For the first 2 examples, the metric l2 computes a more complex set of distances and returns one neighbor that is different from the metric l1. In general for these examples, l1 seems to favor neighbors with distances that minimize differences amongst each dimension, whereas l2 seems to favor neighbors with distances that minimize differences as a whole amongst all the dimensions due to errors > 1 being squared. Interestingly, if we look at the error rate between p and the predicted value, then l1 seems to be slightly better. Since I am a novice, I am not sure if higher dimensions affect KNN negatively due to this sort of distortion in the distance calculation. Perhaps dimension reduction could help. Or perhaps the l2 model could have been tweaked by picking a higher k (in order to have more neighbors to average / smooth out the predicted value). 


Q6. Read the documentation on KNeighborsRegressor

http://scikit-learn.org/stable/modules/generated/sklearn.neighbors.KNeighborsRegressor.html
    
Explore the source code:
    https://github.com/scikit-learn/scikit-learn/blob/ef5cb84a/sklearn/neighbors/regression.py
        
How different it is from your implementation? How well can you follow the code? Did you learn something new?

The code has various portions that are difficult to follow, but overall the main idea is to permit additional tweaking on the KNN algorithm beyond that of metric and mode. In particular, there are possibilities such as adding weights (either inverse to the distance or user-defined) to data points such that those of a further distance could have less bearing on the model's fit. This notion would be beneficial for areas of a distribution that have sparse data points around a specific p (as noted in our example above). The data structures utilized for speed and memory optimization are far more advanced than my arrays and are especially needed for higher dimensions and larger input.
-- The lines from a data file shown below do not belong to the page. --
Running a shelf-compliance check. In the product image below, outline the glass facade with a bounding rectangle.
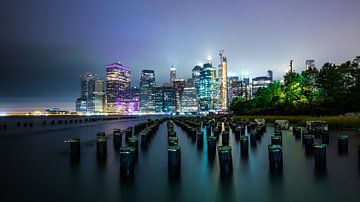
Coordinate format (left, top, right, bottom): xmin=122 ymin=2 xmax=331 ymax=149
xmin=139 ymin=69 xmax=156 ymax=113
xmin=106 ymin=63 xmax=131 ymax=113
xmin=199 ymin=63 xmax=218 ymax=111
xmin=181 ymin=87 xmax=199 ymax=113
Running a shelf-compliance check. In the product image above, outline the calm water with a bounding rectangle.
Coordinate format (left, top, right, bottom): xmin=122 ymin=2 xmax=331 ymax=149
xmin=0 ymin=119 xmax=360 ymax=202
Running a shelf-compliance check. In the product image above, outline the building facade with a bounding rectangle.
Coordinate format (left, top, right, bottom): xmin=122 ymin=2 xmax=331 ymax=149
xmin=198 ymin=63 xmax=217 ymax=111
xmin=219 ymin=50 xmax=228 ymax=111
xmin=181 ymin=87 xmax=199 ymax=114
xmin=76 ymin=73 xmax=96 ymax=113
xmin=154 ymin=86 xmax=176 ymax=113
xmin=106 ymin=63 xmax=131 ymax=113
xmin=305 ymin=60 xmax=315 ymax=69
xmin=191 ymin=65 xmax=202 ymax=96
xmin=173 ymin=79 xmax=186 ymax=112
xmin=139 ymin=69 xmax=156 ymax=113
xmin=252 ymin=76 xmax=271 ymax=95
xmin=170 ymin=66 xmax=176 ymax=84
xmin=94 ymin=79 xmax=105 ymax=113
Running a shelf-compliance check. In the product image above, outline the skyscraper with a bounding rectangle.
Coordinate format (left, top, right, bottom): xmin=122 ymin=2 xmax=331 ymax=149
xmin=94 ymin=79 xmax=105 ymax=113
xmin=219 ymin=50 xmax=228 ymax=111
xmin=106 ymin=63 xmax=131 ymax=113
xmin=173 ymin=79 xmax=185 ymax=112
xmin=170 ymin=66 xmax=176 ymax=85
xmin=139 ymin=69 xmax=156 ymax=113
xmin=306 ymin=60 xmax=315 ymax=69
xmin=76 ymin=73 xmax=96 ymax=112
xmin=154 ymin=86 xmax=176 ymax=113
xmin=199 ymin=63 xmax=216 ymax=111
xmin=268 ymin=70 xmax=273 ymax=81
xmin=191 ymin=65 xmax=202 ymax=96
xmin=252 ymin=70 xmax=272 ymax=95
xmin=181 ymin=87 xmax=199 ymax=114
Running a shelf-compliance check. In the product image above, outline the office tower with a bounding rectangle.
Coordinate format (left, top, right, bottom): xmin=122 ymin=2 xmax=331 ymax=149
xmin=154 ymin=86 xmax=176 ymax=113
xmin=173 ymin=79 xmax=185 ymax=112
xmin=219 ymin=50 xmax=228 ymax=111
xmin=306 ymin=60 xmax=315 ymax=69
xmin=106 ymin=63 xmax=131 ymax=113
xmin=94 ymin=79 xmax=105 ymax=113
xmin=228 ymin=76 xmax=240 ymax=102
xmin=181 ymin=87 xmax=199 ymax=114
xmin=268 ymin=70 xmax=273 ymax=81
xmin=252 ymin=70 xmax=272 ymax=95
xmin=243 ymin=75 xmax=253 ymax=100
xmin=139 ymin=69 xmax=156 ymax=113
xmin=191 ymin=65 xmax=202 ymax=96
xmin=76 ymin=73 xmax=96 ymax=112
xmin=199 ymin=63 xmax=216 ymax=111
xmin=170 ymin=66 xmax=176 ymax=84
xmin=186 ymin=78 xmax=196 ymax=89
xmin=130 ymin=86 xmax=140 ymax=100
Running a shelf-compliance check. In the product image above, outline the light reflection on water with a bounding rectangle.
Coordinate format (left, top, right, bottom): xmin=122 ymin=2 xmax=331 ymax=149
xmin=0 ymin=122 xmax=360 ymax=201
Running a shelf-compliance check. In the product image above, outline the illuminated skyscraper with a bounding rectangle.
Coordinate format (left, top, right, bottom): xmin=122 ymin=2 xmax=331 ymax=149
xmin=268 ymin=70 xmax=273 ymax=81
xmin=76 ymin=73 xmax=96 ymax=112
xmin=94 ymin=79 xmax=105 ymax=112
xmin=106 ymin=63 xmax=131 ymax=113
xmin=181 ymin=87 xmax=199 ymax=114
xmin=199 ymin=63 xmax=216 ymax=111
xmin=252 ymin=70 xmax=272 ymax=95
xmin=154 ymin=86 xmax=176 ymax=113
xmin=219 ymin=50 xmax=228 ymax=111
xmin=139 ymin=69 xmax=156 ymax=113
xmin=173 ymin=79 xmax=185 ymax=112
xmin=192 ymin=65 xmax=202 ymax=96
xmin=170 ymin=66 xmax=176 ymax=85
xmin=306 ymin=60 xmax=315 ymax=69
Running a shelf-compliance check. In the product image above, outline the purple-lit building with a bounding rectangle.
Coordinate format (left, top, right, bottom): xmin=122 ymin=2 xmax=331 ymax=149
xmin=106 ymin=63 xmax=131 ymax=113
xmin=114 ymin=99 xmax=139 ymax=114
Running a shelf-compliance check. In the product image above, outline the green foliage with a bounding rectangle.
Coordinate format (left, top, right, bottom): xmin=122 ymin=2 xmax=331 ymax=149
xmin=230 ymin=56 xmax=360 ymax=115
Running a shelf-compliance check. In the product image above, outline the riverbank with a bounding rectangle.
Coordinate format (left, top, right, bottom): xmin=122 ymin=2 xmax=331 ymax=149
xmin=0 ymin=115 xmax=169 ymax=137
xmin=235 ymin=115 xmax=360 ymax=129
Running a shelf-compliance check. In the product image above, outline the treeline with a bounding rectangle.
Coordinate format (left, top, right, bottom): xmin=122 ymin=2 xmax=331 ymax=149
xmin=230 ymin=56 xmax=360 ymax=115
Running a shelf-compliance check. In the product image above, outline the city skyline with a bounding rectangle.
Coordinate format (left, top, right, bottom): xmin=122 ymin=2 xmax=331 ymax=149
xmin=0 ymin=0 xmax=360 ymax=111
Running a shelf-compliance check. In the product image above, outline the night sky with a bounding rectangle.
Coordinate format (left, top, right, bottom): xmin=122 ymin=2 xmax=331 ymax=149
xmin=0 ymin=0 xmax=360 ymax=112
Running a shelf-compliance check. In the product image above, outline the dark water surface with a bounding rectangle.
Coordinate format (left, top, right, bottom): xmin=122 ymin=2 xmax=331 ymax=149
xmin=0 ymin=121 xmax=360 ymax=202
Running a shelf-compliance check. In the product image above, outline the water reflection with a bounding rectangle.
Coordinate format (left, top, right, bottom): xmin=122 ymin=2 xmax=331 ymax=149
xmin=216 ymin=175 xmax=238 ymax=201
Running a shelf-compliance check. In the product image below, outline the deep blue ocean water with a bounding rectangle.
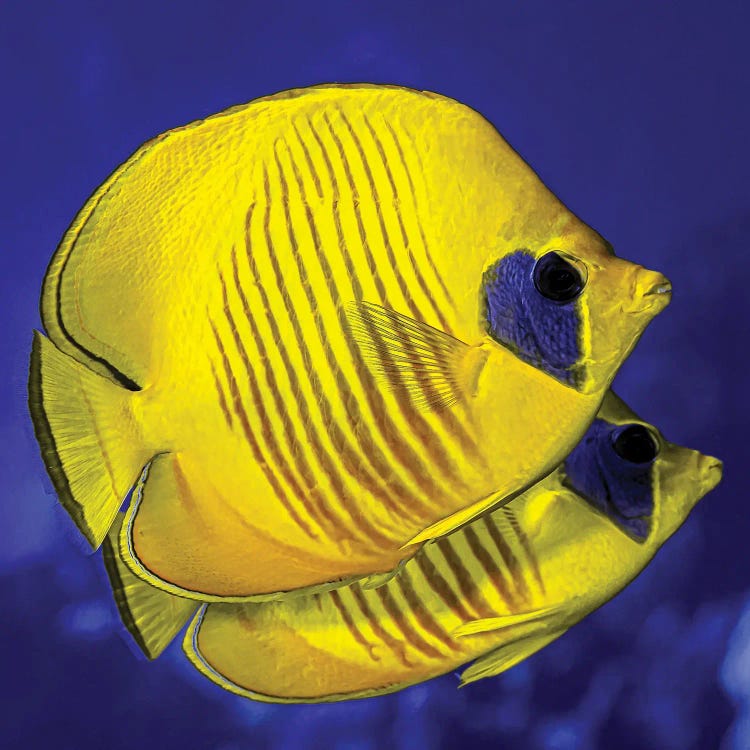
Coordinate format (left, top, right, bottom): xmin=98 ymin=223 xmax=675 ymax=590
xmin=0 ymin=0 xmax=750 ymax=750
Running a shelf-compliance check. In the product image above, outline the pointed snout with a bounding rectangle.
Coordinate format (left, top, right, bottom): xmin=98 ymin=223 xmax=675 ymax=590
xmin=699 ymin=456 xmax=724 ymax=494
xmin=633 ymin=267 xmax=672 ymax=315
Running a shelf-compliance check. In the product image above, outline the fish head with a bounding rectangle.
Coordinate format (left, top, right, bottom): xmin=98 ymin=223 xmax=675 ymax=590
xmin=480 ymin=224 xmax=671 ymax=394
xmin=562 ymin=391 xmax=722 ymax=548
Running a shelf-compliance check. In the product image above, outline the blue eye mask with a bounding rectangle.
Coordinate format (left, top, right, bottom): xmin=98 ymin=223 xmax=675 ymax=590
xmin=563 ymin=419 xmax=658 ymax=541
xmin=482 ymin=250 xmax=582 ymax=386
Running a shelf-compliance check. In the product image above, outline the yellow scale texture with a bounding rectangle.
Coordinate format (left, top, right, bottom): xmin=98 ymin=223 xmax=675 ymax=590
xmin=35 ymin=86 xmax=666 ymax=606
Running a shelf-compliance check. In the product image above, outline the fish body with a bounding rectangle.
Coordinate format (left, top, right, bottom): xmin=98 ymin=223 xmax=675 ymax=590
xmin=30 ymin=85 xmax=669 ymax=600
xmin=173 ymin=396 xmax=721 ymax=702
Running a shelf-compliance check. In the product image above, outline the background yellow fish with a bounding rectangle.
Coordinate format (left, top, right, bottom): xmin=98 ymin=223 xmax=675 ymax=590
xmin=30 ymin=85 xmax=669 ymax=599
xmin=100 ymin=394 xmax=721 ymax=702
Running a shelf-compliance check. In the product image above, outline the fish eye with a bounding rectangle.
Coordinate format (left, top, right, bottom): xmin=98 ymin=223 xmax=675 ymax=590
xmin=612 ymin=424 xmax=659 ymax=464
xmin=534 ymin=252 xmax=584 ymax=302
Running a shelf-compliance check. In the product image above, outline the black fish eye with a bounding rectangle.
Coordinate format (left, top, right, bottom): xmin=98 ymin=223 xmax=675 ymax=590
xmin=534 ymin=252 xmax=584 ymax=302
xmin=613 ymin=424 xmax=659 ymax=464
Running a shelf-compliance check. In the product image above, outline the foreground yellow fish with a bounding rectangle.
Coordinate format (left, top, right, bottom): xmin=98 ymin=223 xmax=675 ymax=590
xmin=29 ymin=85 xmax=670 ymax=599
xmin=100 ymin=394 xmax=721 ymax=702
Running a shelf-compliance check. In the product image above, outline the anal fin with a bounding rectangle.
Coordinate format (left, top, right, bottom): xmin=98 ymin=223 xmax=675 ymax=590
xmin=102 ymin=513 xmax=200 ymax=659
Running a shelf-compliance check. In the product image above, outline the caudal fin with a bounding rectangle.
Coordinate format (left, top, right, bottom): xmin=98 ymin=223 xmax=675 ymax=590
xmin=102 ymin=513 xmax=200 ymax=659
xmin=29 ymin=331 xmax=154 ymax=549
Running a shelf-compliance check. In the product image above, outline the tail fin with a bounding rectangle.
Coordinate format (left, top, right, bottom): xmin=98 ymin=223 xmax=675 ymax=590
xmin=29 ymin=331 xmax=154 ymax=549
xmin=102 ymin=513 xmax=201 ymax=659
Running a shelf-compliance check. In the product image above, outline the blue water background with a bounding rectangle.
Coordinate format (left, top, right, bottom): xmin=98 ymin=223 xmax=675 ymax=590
xmin=0 ymin=0 xmax=750 ymax=750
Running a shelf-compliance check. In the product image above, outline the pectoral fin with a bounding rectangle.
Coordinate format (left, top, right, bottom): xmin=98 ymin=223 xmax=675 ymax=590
xmin=347 ymin=301 xmax=487 ymax=409
xmin=453 ymin=605 xmax=560 ymax=637
xmin=359 ymin=559 xmax=408 ymax=591
xmin=401 ymin=492 xmax=509 ymax=549
xmin=459 ymin=630 xmax=565 ymax=687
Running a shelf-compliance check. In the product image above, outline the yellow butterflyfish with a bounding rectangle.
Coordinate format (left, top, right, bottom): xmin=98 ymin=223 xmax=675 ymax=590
xmin=29 ymin=85 xmax=670 ymax=600
xmin=100 ymin=394 xmax=721 ymax=702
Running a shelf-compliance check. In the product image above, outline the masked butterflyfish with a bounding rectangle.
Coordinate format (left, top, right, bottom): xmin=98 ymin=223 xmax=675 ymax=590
xmin=29 ymin=85 xmax=670 ymax=600
xmin=100 ymin=394 xmax=721 ymax=702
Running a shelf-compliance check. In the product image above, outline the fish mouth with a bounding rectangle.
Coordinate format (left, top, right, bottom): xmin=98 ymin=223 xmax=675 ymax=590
xmin=701 ymin=456 xmax=724 ymax=493
xmin=636 ymin=270 xmax=672 ymax=315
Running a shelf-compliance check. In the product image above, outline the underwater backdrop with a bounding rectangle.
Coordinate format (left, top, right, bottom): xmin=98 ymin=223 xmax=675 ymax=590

Note, I suspect that building n-leaf trees could cause me to have a massive headache. Additionally, the default distance computed is Minkowski which generalized to p = 1 (l1) and p = 2 (l2). I am not sure what the results would be for higher powers of p and its relvance as it approaches infinity, but perhaps this will be covered later.  There are other minor details such as the ability to return the distances and indices / values of the neighbors (which I have implemented indirectly via a debug boolean).